M: Remember those peaceable folk who all dressed alike — collarless shirts, black sack coats —
S: The Kindred?
M: One touched your hand, Scully, and practically had you in the sack.
S: Yes, but he wasn’t human. [Mulder holds his eyebrows aloft, waiting.] You mean —
M: [nodding] Michael Eisner. [Now it’s Scully’s turn with the eyebrows.] How else do you explain a $19 billion deal cinched in a Sun Valley parking lot?
S: Oh, and I suppose if we pricked Ted Turner, green goo would dribble out.
M: Or his eyes might yellow as he quadrupled in length, like our old friend Stretch. Listen to this: At the press conference announcing the merger, Mr. Turner said, [He reads.] ”I’m tired of being little all the time. I want to see what it’s like to be big for a while.”
S: Mmmm. [The phone rings. Mulder answers.]
M: …Yeah. Good. Signal corps? I owe you one. [He chuckles.] Yeah…more than one. [To Scully] Wanna visit the Smithsonian?
In an archive of the National Air and Space Museum…
Fenster: Some say radar kept us even in the Pacific War and that uranium decided it for us, but I say —
M: Fenster has a lot of wisdom, Scully, but he also has pictures.
F: Oh, indeed. These are just the radiomen. [He offers a sheaf of aging black-and-white glossies.]
S: What’s this about?
F: In 1943, members of the Ninth Army operating in New Guinea went schizy—talking back to trees, laughing in unison at nothing. These scars were found on the backs of their calves.
M: Identical divots. No entry wounds.
S: Is that the CBS eye?
M: And the Westinghouse W, impressed on GI flesh eight years before the logo was created.

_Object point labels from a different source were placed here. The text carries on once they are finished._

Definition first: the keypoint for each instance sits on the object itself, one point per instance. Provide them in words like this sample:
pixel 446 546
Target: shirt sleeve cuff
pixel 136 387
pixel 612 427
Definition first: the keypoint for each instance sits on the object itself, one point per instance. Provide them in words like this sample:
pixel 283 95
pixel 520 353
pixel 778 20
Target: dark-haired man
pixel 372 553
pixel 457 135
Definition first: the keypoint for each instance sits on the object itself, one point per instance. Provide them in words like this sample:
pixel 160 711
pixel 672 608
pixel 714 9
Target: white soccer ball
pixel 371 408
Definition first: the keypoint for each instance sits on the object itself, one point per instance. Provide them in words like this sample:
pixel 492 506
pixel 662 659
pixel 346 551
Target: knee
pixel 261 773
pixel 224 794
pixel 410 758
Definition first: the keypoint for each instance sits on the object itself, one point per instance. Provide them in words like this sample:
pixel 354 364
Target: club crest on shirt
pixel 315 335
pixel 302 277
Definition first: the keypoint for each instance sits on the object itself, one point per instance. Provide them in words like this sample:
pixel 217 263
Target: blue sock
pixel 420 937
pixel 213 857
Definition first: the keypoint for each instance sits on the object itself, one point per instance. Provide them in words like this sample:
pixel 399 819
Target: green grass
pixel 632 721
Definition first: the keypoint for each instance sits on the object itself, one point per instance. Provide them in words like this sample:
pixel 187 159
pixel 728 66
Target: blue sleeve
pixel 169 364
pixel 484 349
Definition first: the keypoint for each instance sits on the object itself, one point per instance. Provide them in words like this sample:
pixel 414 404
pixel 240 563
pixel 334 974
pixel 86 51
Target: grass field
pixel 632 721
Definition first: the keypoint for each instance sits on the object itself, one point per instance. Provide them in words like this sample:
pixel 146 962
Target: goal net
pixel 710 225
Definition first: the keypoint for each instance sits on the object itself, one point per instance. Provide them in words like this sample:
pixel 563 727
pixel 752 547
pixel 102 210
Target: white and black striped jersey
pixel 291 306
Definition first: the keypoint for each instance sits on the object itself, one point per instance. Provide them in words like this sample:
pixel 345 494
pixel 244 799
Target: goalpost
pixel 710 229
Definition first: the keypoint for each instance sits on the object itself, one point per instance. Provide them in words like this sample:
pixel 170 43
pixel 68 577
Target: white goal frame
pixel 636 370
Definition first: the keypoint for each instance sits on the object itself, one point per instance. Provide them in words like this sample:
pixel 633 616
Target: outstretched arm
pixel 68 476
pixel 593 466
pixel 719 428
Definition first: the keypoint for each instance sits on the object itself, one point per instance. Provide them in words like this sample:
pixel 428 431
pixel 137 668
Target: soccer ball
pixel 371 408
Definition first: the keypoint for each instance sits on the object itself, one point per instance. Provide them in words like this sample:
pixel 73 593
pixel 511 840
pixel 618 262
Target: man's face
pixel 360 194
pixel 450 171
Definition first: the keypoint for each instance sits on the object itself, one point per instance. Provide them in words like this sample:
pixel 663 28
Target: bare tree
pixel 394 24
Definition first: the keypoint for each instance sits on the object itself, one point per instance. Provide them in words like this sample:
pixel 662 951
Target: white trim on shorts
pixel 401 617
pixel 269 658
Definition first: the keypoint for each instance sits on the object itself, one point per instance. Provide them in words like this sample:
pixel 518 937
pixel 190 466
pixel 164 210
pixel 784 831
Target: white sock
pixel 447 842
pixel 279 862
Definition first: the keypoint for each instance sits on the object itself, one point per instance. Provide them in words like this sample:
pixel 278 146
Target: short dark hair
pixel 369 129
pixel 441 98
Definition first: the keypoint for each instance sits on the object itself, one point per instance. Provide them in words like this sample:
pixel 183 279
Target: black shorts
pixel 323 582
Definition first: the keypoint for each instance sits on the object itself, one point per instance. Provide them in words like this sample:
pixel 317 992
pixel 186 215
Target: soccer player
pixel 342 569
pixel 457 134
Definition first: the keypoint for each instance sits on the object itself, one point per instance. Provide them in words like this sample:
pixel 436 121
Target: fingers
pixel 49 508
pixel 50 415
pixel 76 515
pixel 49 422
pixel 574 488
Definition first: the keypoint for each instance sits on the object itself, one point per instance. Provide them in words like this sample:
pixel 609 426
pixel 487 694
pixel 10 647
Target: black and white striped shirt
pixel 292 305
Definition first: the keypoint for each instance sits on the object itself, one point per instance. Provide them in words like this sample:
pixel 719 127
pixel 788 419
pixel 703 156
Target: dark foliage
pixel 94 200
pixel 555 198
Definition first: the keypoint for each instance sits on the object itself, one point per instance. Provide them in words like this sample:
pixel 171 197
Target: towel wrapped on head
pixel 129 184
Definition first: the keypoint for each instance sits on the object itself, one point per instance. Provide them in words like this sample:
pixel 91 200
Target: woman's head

S: So you conclude that an alien —
F: Radio waves reach outward forever. Whom would you have contacted first?
S: Bob Hope, I suppose.
M: Scully, it fits. The truth is they’re out there — watching us — on TV! And now they’re taking over. They’re consolidating the networks and cable and video, movies and music, books — everything. Eventually all of our entertainment will be controlled by them — and we won’t even know it. It won’t be like knowing that Viacom owns both Paramount and MTV and that Clueless is a Paramount movie. We’ll be at the mercy of some cosmic Clueless House Party! [A beat. He exhales deeply.]
S: Do you think they’ll cancel The Real World?